Hi all,
Hi,
thanks for the update and sorry for the delay in reviewing. I just had a look at your proposal.
I have updated my GSoS proposal: "FastPolly: Reducing LLVM-Polly Compiling overhead" (https://gist.github.com/tanstar/5441808). I think the pass ordering problem you discussed early can be also investigated in this project!
Yes, figuring out the optimal path ordering sequence is very good.
Is there any comment or advice about my proposal? I appreciate all your help and advice.
1. Summary:
LLVM-Polly is a promising polyhedral optimizer for data-locality and
parallelism, which takes advantage of multi-cores, cache hierarchies,
short vector instructions as well as dedicated accelerators. However,
Polly analysis and optimization can lead to significant compiling
overhead, which makes it much less attractive for LLVM users. I argue
that maintaining fast compiling time when Polly is enabled is very
important, especially if we want to think of enabling Polly in default.
Based on this assumption, I try to reduce Polly compiling overhead in
this project.
Sounds good.
2. Motivation:
LLVM is an incredible open-source project. It has been widely in C/C++
You miss a verb here ^^^
compilers, high-level synthesis compilers, virtual machines, optimizing
tools, etc. As a graduate student, I am going to work on compiler
analysis and optimization, especially on program vectorization and
parallelization. I find Polly is a very useful and powerful polyhedral
optimizer. I would like to use this tool and contribute to this project.
When I was using Polly tool, I found that Polly optimization can lead to
No need for 'tool' here ^^^
significant compiling overhead. On average, polly optimization will
increase the compiling time by 393% for PolyBench benchmarks and by 53%
for MediaBench benchmarks compared with clang. That means if you want to
gain from Polly, you have to pay 4 times extra compiling overhead. Even
if you do not want to gain much from Polly, you still have to pay 53%
compiling overhead. Such expensive compiling overhead would make the
Polly much less attractive to LLVM users.
Good point.
In this project, I try to reduce Polly compiling overhead by removing
I would call it 'compile-time overhead' instead of 'compiling overhead'.
unnecessary passes and improving critical passes. For this purpose, I
firstly try to find out where the compiling overhead comes from. When
Polly optimizes a program, it takes the following steps: 1) Polly
canonicalization: prepare some basic information and do some basic
transformation, such as loop-simplify and region-simplify. 2) LLVM-IR
to Polly description: detect polly scops and translates the detected
scops into a polyhedral representation. 3) Polly optimization: analyze
and optimize polyhedral scops. 4) Polly description to LLVM-IR:
translates the polyhedral description back into new LLVM-IR.

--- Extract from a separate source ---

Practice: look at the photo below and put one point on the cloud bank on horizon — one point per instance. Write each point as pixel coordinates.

In attched table 1 and 2, pBasic shows the overhead of loading the
attached
LLVMPolly.so; pNoGen shows the overhead of step 1) and 2); pNoOpt shows
the overhead of step 1), 2) and 4). So the compiling overhead of Polly
can be divided into three parts:
PolyBench: canonicalization(13%-1%=12%), code generation(248%-13%=235%)
and optimization(393%-248%=145%) MediaBench:canonicalization( 9%-1%=
8%), code generation( 43%- 9%= 34%) and optimization( 53%- 43%= 10%)

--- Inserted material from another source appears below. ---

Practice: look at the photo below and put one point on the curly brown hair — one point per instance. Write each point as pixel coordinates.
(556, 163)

Thanks for adding numbers for pNoGen. Having only 10% runtime increase if Polly is not used is a good sign, especially for the amount of canonicalization passes we run. This makes me confident we can get it to an even smaller number.
The other numbers are large, but there are likely ways to improve on this significantly. Also, it would be good to show at least for one benchmark which passes the different numbers actually contain. (You can use -debug-pass=Structure for this). E.g. the code generation time looks
rather large. I suppose most of the time is not actually spent in code generation, but also in the LLVM passes such as common subexpression elimination that have more LLVM-IR to work on or clean up after Polly was run.
Also, I believe the names of your columns, and the command line options
given above are a little out of sync. I could e.g. not find a description for pBasic
Based on these results, I plan to reduce Polly compiling overhead by the
following steps: First, I will try to remove unnecessary
canonicalization passes to reduce canonicalization time; Second, I will
try to remove or rewrite expensive analysis passes to reduce
optimization overhead; Third, I will try to improve the code generation
passes to reduce code generation overhead. Another interesting work is
to let the polly bail out early, which can be very helpful to save
compiling overhead if Polly cannot benefit the program.
OK, this sounds like a reasonable approach. Some more points may be worth adding:
1) It is important to pick criteria you can evaluate your work on
It is a good start that you identified two benchmarks. Especially looking into non-polybench code is very valuable. You should make sure that you evaluate your work throughout the project to see the benefit
of your changes. In fact, it may even be worthwhile to set up a Polly performance tester to track the compile time with Polly enabled and how
your changes influence it.
2) Add some specific bug reports you are planning to lock into
This bug report shows a large performance problem in Polly that is mainly due to creating a very difficult dependency analysis problem:
llvm.org/PR15643
There was a larger discussion on the Polly mailing list that discusses this bug.
3. Details about the project:
StageI -- Remove unnecessary canonicalization transformation. [Week 1-2]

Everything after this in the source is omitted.